Note: You will not be whisking the whites into meringue at this point, but you want it to be ready to go when you need it.
7. Grate the cheese into a bowl and set it aside.
8. Measure the flour, pepper, salt and nutmeg into cups, set them aside.
Tip: The pepper, salt and nutmeg may go into one cup, as they will be added all together.
9. Melt the butter in a 3 quart pot, over a medium high heat, and add the flour.
10. Cook the fat and flour to a blond roux.
Tip: The roux should be a thick paste. If it is too thick add a bit more butter. If it is to thin, add a bit more flour.
11. Add the milk, altogether, to the roux and whisk constantly, until you have a smooth sauce.
Tip: If your sauce is too thick add a bit more milk. If you think the sauce is too thin, do not sweat it—the melted cheese will thicken it a bit more.
Note: This is called a béchamel or white sauce.
12. Whisk in the cheese, green onion, and spice cup until they are melted and blended in.
13. Take a whisk full of the warm sauce and beat it into the egg yolks, to temper them.
Tip: Repeat this 2-3 times to thoroughly warm the yolks.
Note: If you just dump the yolks into the warm sauce some of it might cook, rather than be evenly blended in.
14. Scrape sides of the pot and set it aside to cool slightly.
Tip: So that it is just warm to the touch.
15. While the sauce is cooling, whip the egg whites until stiff peaks form.
Tip: You may use a hand whisk, but a hand or standing blender is easier.
Note: Do not over whisk you eggs. After a certain point you will be breaking up the bubbles—a dry meringue—rather than beating more air in.
16. Thoroughly fold a third of the stiff egg whites into the cheese sauce.
Tip: This thins and lightens the sauce, making it easier to fold in the rest of the egg whites.
17. Gently fold in the rest of the egg whites in two stages—the remaining two thirds at a time.
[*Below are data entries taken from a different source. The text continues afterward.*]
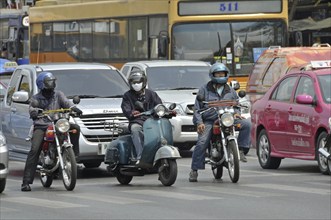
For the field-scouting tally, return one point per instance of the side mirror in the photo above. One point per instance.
(76, 100)
(139, 106)
(172, 106)
(241, 93)
(200, 98)
(34, 103)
Tip: While you want the sauce and egg whites blended you do not want to break up the tiny bubbles in the eggs. A little unblended egg white is just fine.
18. Scrape the soufflé batter into the prepared mold.
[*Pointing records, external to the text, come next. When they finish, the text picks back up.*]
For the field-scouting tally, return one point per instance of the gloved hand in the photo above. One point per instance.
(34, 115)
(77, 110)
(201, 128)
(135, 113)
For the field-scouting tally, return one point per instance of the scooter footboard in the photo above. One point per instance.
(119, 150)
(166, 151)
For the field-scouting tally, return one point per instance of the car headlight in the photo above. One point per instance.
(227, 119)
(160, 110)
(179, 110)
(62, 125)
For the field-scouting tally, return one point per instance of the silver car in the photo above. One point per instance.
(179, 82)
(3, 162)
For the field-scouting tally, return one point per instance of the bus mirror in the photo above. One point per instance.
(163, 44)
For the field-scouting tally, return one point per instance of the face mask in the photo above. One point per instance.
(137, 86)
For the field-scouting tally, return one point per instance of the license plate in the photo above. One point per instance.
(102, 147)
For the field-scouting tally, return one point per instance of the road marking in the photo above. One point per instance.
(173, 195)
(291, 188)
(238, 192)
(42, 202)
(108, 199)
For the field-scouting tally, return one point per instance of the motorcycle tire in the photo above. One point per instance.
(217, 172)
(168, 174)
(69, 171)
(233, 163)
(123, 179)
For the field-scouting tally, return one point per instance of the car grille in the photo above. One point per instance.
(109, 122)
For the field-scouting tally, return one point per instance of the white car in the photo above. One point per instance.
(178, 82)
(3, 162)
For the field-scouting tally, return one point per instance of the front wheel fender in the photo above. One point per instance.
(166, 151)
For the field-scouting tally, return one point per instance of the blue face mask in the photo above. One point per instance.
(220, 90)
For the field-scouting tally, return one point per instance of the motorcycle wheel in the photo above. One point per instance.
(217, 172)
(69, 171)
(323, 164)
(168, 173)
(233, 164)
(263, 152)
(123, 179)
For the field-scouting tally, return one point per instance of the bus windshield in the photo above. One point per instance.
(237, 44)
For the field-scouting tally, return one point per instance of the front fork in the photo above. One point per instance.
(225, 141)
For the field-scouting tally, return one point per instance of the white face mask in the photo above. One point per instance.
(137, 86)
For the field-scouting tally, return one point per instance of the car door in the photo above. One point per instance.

Tip: Do not fill the mold more than ¾ full. I found that I had made too much batter for my mold. Quickly preparing a second small bowl I made a second small soufflé.
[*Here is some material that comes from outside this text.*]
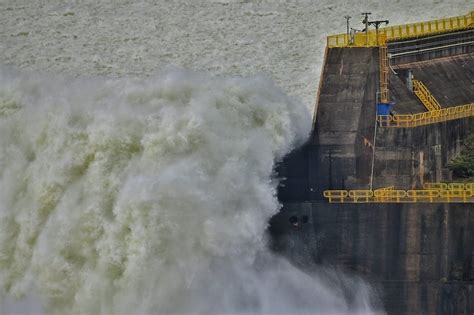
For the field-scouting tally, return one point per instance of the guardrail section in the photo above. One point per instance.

Note: Make sure there are no drips on the top edges of the mold. These will harden as they bake and disrupt your soufflés rise.
19. Place the mold in the oven on the bottom rack and reduce the heat from 450º to 400° F.
Note: The soufflé will start to collapse about 10 minutes after it is removed from the oven. You should use the baking time to make any other dishes you are serving—a green salad is nice—and set your table.
20. Bake the soufflé for 25-30 minutes or until a tester comes out clean.
Tip: Stick a skewer into the soufflé, when it comes out clean the dish is done—an internal temperature of 160º F.
Note: Do not open the oven until the soufflé has baked undisturbed for at least 25 minutes.
21. Transfer the soufflé from the oven to a trivet and serve immediately.
Tip: Try not to joggle your soufflé too much in transferring it to the tables, as it might collapse.
Note: If your soufflé does collapse it is still edible, it just won’t be as pretty.